I’m part of the marketing, events and alumni group as the Events, Communications & Alumni Manager.
Why did you feel inspired to join?
It had been quite some time since finishing high school and graduating from uni when Suzy reached out (though we had always stayed in touch and I up to date with her efforts thanks to social media) regarding growing the CoRE group and asked whether I’d like to join. I had always been inspired by Suzy as my Earth and Environmental teacher in my final high school years, and not only took a great interest in the subject, yet even more so by the passion, enthusiasm and belief Suzy always has in her students and as well as colleagues. It was easy to say ‘yes’ to CoRE as I knew getting to collaborate with Suzy again would be great; being able to help and support her in this, (hopefully) as much as she has helped me develop as a life-long learner and person.
As one of the first alumni of the CoRE teaching philosophy and program, how has what you learned brought you to where you are today?
Aside from the keen interest in Earth science, geology and the sciences in general, from Suzy through the early years of what we now call CoRE, I learned that no matter what you choose to pursue in life it is up to you to develop personal strength, courage and self-believe in the ability to find confidence within you. Suzy was then and continues to be a great educator, but more importantly a dedicated person to bringing out the best in people, to help us realise our potential and go after what we want and see our reflection to be that of a capable individual. To be taught by such a force of encouragement is something that you may realise in those moments, yet only truly appreciate later on when you see yourself applying what you’ve learnt; and this goes beyond standard classroom textbooks.
What is a fond memory you have from your time as a CoRE student?
There were many, such as in-class experiments where we had to use our imagination and yes - even writing reports on our findings. One of my fondest memories is our international fieldtrip in year 12, when I couldn’t believe one of my childhood dreams of going to Hawaii really came true (believed it only when we landed in Honolulu and the air smelled different, the warm tropical breeze wafting through the airport doors, which was only the beginning to the trip of a lifetime). That fieldtrip was truly magical, and the journey didn’t stop there, as we also travelled to New Zealand which was (literally) a breath of fresh air; until we crossed a small part of the ocean and arrived in what felt like the crust of another planet, covered with yellow sulphuric vents and bubbling lakes of volcanic concoctions – as we had arrived at the strato-volcanic island of Whakaari. I can hardly believe that was 7 years ago.
Did your CoRE learning experience help you reach any big accomplishments?

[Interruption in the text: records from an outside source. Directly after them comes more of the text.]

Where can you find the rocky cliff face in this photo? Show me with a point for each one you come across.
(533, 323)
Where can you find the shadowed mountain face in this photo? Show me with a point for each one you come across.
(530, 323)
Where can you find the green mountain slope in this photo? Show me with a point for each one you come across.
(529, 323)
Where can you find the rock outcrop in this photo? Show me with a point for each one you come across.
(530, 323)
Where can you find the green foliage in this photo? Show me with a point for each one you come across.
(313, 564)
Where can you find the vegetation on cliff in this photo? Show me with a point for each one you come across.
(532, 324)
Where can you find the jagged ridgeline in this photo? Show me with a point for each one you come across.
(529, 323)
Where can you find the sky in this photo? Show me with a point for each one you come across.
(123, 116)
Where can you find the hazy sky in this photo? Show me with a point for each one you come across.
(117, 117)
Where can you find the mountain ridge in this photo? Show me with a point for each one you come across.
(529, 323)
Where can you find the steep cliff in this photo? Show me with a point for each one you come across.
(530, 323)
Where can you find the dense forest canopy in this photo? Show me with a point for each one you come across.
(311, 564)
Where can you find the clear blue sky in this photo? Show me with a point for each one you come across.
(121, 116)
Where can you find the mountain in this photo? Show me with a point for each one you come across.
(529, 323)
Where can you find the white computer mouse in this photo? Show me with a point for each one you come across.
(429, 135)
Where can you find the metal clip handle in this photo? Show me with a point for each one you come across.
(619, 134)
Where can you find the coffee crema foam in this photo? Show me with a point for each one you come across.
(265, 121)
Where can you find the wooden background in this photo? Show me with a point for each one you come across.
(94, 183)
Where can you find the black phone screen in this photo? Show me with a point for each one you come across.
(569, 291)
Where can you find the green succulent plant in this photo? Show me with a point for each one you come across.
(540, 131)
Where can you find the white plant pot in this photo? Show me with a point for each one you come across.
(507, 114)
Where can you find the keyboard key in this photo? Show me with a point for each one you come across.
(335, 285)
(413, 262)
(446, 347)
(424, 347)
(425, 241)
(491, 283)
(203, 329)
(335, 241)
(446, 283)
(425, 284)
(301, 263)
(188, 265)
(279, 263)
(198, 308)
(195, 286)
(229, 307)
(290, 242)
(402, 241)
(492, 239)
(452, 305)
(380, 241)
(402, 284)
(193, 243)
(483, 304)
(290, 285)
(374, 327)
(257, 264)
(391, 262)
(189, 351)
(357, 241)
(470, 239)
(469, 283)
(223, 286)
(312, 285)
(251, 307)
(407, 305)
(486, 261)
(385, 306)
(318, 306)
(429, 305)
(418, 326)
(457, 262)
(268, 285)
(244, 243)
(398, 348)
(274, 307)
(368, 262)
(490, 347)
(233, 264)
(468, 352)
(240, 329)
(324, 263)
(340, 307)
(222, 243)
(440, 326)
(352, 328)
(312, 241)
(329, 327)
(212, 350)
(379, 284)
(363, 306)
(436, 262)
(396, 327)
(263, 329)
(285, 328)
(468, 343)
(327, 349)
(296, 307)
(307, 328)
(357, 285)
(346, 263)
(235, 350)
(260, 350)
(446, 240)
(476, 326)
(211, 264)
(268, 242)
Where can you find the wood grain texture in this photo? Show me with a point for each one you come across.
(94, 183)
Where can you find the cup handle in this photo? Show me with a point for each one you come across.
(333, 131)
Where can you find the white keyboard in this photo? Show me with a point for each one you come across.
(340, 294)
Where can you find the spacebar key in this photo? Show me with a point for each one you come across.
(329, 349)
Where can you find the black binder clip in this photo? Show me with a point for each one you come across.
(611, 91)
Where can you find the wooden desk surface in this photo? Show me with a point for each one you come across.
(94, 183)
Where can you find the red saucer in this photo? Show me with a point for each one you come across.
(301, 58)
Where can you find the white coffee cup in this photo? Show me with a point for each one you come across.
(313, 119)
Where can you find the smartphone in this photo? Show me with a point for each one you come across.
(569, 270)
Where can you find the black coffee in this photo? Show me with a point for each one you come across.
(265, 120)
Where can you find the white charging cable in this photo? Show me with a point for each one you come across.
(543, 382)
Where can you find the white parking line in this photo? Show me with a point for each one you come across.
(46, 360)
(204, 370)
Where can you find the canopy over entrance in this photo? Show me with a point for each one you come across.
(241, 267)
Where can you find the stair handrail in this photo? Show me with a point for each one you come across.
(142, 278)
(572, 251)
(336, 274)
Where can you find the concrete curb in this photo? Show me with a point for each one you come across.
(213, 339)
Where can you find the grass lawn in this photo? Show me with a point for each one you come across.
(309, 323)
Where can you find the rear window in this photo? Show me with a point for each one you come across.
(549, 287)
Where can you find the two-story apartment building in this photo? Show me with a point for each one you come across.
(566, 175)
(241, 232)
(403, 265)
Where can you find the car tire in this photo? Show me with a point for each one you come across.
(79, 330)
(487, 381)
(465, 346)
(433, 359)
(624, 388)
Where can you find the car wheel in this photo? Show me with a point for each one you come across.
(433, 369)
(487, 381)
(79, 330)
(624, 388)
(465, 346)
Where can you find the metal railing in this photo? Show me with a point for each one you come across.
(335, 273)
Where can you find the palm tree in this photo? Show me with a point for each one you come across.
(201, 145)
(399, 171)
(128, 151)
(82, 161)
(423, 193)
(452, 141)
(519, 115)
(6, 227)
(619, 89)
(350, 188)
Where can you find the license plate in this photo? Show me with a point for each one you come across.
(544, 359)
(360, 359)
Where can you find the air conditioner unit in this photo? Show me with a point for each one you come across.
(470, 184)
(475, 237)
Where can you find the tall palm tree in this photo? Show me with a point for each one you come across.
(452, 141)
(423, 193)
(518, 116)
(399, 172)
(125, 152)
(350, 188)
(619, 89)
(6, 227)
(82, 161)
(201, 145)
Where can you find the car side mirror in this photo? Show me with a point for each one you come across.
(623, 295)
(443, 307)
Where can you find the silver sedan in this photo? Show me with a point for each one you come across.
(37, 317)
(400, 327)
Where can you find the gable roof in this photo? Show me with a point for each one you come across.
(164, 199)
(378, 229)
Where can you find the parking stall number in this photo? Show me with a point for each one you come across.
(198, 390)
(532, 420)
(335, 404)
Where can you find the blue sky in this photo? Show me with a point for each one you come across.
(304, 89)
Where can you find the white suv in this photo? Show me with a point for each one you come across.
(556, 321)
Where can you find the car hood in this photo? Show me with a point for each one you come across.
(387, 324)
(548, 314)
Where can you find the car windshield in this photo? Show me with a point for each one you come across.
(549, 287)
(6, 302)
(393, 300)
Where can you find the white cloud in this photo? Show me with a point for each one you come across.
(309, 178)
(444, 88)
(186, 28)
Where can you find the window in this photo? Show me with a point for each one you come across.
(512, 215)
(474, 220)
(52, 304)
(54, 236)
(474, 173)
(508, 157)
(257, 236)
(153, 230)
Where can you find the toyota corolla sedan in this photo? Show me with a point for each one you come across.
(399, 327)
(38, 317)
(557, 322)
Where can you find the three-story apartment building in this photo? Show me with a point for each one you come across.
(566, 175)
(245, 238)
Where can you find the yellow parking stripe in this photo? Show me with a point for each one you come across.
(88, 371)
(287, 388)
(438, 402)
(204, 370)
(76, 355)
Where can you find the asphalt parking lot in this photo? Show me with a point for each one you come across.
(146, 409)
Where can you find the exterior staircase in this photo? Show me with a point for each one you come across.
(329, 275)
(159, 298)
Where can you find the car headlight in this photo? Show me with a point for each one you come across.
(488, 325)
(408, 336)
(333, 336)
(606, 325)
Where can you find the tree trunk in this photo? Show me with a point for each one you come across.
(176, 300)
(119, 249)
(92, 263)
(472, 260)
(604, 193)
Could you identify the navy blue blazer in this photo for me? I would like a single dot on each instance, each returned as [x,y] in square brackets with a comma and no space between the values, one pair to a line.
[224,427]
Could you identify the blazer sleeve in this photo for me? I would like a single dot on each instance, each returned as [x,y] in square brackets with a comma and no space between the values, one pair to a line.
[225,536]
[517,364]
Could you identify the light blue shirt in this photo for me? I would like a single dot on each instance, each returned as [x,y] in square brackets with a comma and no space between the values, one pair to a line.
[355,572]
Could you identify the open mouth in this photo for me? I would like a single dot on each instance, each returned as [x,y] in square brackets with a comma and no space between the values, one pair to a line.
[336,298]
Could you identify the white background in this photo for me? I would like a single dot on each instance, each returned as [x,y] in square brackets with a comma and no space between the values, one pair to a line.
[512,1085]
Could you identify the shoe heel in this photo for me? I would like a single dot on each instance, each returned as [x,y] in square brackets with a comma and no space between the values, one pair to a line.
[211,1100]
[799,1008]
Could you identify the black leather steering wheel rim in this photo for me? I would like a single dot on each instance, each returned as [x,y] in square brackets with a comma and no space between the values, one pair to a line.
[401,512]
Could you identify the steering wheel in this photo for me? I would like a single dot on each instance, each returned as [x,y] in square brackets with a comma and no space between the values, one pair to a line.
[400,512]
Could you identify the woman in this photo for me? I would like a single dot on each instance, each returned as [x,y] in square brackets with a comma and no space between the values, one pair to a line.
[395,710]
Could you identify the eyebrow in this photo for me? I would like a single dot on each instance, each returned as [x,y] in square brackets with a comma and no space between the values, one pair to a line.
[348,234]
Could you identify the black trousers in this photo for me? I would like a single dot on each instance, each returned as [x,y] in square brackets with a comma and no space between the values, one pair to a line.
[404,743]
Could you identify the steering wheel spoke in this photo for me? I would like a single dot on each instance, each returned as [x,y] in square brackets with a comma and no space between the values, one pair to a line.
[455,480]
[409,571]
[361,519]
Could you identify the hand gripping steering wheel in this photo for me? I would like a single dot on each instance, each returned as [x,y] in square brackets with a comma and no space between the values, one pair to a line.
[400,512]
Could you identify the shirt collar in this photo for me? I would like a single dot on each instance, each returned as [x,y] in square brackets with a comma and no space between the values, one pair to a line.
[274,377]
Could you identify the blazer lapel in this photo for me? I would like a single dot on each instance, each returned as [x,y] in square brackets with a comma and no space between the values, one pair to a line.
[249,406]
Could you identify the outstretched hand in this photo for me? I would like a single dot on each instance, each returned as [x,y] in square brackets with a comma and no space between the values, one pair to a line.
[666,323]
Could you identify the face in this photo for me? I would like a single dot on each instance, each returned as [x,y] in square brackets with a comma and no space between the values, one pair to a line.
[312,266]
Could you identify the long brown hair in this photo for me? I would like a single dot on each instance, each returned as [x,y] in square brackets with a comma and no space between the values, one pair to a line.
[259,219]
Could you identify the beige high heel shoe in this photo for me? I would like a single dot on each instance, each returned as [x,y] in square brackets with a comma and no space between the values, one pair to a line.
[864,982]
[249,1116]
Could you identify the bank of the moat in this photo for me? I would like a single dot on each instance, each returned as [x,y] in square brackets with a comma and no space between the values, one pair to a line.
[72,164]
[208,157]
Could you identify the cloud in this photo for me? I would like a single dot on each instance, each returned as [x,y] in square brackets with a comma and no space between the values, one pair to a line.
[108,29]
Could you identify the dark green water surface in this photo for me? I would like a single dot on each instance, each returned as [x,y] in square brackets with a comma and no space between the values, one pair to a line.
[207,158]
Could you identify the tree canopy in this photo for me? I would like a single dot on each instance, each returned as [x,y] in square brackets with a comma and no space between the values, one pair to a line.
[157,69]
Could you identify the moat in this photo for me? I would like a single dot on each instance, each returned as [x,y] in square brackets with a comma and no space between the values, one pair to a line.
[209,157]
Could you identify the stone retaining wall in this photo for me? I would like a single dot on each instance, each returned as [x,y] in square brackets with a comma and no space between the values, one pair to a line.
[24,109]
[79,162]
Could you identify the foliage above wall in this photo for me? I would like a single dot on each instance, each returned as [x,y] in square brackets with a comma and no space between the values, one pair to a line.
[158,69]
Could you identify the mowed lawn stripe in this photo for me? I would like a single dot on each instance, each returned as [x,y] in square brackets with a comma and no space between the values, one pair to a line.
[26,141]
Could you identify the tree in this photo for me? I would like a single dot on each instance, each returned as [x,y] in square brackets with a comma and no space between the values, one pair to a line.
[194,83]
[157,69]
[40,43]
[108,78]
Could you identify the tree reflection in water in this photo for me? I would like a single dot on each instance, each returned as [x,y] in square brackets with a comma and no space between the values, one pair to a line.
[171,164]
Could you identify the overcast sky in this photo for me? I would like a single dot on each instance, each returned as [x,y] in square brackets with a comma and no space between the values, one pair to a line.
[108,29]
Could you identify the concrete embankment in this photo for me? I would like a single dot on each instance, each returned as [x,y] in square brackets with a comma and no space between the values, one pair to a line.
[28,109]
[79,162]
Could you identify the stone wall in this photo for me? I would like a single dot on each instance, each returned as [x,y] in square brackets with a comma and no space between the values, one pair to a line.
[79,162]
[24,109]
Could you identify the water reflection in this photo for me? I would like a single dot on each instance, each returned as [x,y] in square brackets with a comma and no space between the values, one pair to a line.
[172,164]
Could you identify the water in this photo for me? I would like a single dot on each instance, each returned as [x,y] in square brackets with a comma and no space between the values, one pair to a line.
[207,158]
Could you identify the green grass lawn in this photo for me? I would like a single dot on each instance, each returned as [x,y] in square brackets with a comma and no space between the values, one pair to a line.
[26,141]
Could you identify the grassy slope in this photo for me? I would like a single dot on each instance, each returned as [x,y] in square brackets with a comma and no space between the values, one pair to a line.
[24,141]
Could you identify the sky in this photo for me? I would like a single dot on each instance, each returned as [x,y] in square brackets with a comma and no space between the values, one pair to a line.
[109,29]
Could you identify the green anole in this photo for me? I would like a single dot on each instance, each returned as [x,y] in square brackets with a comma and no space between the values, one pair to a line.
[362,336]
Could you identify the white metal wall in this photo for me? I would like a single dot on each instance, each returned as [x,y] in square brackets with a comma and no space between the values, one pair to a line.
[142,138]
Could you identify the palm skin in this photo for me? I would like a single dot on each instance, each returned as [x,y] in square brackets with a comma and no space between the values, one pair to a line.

I’m sure you can consider approaching life experiences with a curious eye and a keen spirit to life-long learning as an accomplishment. It never allows you to settle and think “I’ve made it now – there’s nothing more to do”. Thanks to CoRE and Suzy’s mentorship, I’ll never look at a rock the same way again, and continue to appreciate the efforts it takes to awaken your inner self-believe – just as Suzy is inspiring the next generations of youngsters to do.
2020 is the CoRE Learning Foundation’s 10-year anniversary. Where do you see CoRE in the next 10 years?
Through the looking glass I’d like to believe CoRE will not only be integrated in educational forums and teaching curriculums, yet will be a national standard of how we teach our kids – they are the future, and it is our responsibility now (there’s not better time than the present) to pass on our teachings to ensure they have the right foundation to help them build the future we want in the world. CoRE is the vessel to realisation that the way people learn best, as they have for hundreds if not thousands of years, is through experiences, touch, smell, hearing – through all our senses that are found in the ‘real world’, and not inside a textbook; which bleaks to be second-hand knowledge and less relatable if we don’t provide opportunities to experience things for ourselves; to truly embody what we learn, are captivated by and want to develop our understanding of.
What #therealclassroom means to you:
“I believe that education should go beyond the classroom, and focus on students' engagement and the change they can make in the real world for a better future."